Thank you to byte-sized integers

#cpp #rust #computerscience

A very brief history of computing numbers

In the olden days, the early pioneers of modern computing had a seemingly insurmountable obstacle ahead of them. They had to figure out how computers were to effectively and efficiently represent the decimal number system. They eventually agreed upon using ones and zeroes to emulate integers. Although it was strange to use a base-2 number system to emulate a base-10 number system, this design proved to be an ingenious one due to the on-and-off nature of ones and zeroes that practically coincided with the one-and-off behavior of transistors, logic gates, arithmetic units, and processing modules. It was basically a match made in heaven.

Problems arose when they had to consider fractions, precision, and negative numbers. Clever innovations and workarounds, such as the sign bit and the two's complement, ultimately led to the formation of the IEEE 754 standard in 1985. The binary format of numbers was designed to liken scientific notation so that it could store and efficiently perform arithmetic operations on a wider range of numbers with greater decimal precision.

Despite its computational flaws and limitations (such as the infamous 0.1 + 0.2 != 0.3), the standard serves as a viable solution/compromise for many computer manufacturers and language designers.
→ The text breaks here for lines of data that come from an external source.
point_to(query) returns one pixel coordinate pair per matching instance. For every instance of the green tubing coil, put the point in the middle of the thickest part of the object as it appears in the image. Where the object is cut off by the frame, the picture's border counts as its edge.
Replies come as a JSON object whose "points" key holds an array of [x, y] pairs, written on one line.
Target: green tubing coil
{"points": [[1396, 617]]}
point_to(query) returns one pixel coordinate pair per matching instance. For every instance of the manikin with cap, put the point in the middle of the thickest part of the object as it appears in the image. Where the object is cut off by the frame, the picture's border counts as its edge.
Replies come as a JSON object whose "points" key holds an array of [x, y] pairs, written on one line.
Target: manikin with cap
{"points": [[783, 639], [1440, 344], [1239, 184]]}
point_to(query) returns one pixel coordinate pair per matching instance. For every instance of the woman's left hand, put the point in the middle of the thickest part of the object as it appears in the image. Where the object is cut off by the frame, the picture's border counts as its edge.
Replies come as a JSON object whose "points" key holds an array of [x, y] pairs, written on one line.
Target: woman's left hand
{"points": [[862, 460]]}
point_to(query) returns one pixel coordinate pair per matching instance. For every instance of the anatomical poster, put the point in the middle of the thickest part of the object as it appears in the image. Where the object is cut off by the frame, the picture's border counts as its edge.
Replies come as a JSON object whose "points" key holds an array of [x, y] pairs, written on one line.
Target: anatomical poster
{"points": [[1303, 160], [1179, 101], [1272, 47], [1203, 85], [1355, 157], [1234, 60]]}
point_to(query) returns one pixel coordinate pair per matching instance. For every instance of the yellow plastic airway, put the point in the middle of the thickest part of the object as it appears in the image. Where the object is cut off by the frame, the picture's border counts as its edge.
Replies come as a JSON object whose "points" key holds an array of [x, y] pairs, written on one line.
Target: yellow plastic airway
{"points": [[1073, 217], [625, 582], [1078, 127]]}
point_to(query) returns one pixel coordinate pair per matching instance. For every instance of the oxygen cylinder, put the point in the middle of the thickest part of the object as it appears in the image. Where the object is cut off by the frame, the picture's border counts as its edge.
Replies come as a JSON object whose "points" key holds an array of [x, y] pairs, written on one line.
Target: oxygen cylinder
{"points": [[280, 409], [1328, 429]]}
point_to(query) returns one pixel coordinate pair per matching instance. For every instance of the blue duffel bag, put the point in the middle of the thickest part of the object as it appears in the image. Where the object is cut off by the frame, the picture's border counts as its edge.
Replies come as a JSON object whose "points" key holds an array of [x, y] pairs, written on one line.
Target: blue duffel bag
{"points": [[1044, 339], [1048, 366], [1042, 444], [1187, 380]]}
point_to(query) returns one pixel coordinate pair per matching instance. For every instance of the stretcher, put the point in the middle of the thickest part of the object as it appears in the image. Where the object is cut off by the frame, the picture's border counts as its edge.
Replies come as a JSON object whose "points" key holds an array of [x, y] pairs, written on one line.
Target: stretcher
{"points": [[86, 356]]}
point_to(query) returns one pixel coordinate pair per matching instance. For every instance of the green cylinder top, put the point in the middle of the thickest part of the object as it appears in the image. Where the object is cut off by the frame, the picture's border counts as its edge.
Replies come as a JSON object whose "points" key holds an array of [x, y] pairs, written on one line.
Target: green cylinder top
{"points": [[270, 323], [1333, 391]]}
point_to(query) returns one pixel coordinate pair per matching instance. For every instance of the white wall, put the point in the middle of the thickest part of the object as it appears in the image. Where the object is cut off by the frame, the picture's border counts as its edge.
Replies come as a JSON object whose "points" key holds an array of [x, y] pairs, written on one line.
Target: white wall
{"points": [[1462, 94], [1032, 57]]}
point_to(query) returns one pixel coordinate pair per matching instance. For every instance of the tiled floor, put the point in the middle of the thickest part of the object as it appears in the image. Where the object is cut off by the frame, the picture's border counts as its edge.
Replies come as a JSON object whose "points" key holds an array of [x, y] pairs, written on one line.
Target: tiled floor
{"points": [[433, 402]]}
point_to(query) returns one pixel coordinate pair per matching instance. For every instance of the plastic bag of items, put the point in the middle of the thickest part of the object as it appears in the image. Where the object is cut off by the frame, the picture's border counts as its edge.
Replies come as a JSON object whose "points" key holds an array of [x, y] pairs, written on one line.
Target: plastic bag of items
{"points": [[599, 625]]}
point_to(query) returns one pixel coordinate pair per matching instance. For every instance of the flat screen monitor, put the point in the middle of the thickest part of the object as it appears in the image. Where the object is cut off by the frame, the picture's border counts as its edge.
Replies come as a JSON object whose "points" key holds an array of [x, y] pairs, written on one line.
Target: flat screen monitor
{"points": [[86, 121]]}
In fact, the standard (and its succeeding revisions) is so well-engineered that we often take it for granted. Most of the computers and programming languages we know today either fully adopt or somehow derive from the IEEE 754 standard. They cannot function as efficiently and precisely without such a standardized method of handling floating-point arithmetic.

Memory inefficiencies for dynamically-typed languages

The IEEE 754 standard is a great solution until we consider dynamically-typed languages. High-level, dynamically-typed languages—namely JavaScript and Python, which are two of the most popular and most widely adopted programming languages in recent years—often opt in to complying with the IEEE 754 standard (2008 revision) for all numbers by default. There is no way to customize this behavior because in doing so, the "high-level" and "dynamic" aspect of a "high-level, dynamically-typed" language would be meaningless since one would be required to statically type a number for such a low level of control over memory.

Though beginner-friendly and flexible for many use cases, having all numbers as signed 64-bit (double-precision) floating-point numbers presents quite a huge problem from a memory optimization standpoint. Not all use cases require such range and precision over numbers. Allocating 52 bits for the mantissa, 11 bits for the exponent, and 1 for the sign bit is definitely an overkill for the common usage. 8 bytes are simply too much for a small, positive integer—like the length property of an array for example—that could easily be represented by 1 or 2 bytes.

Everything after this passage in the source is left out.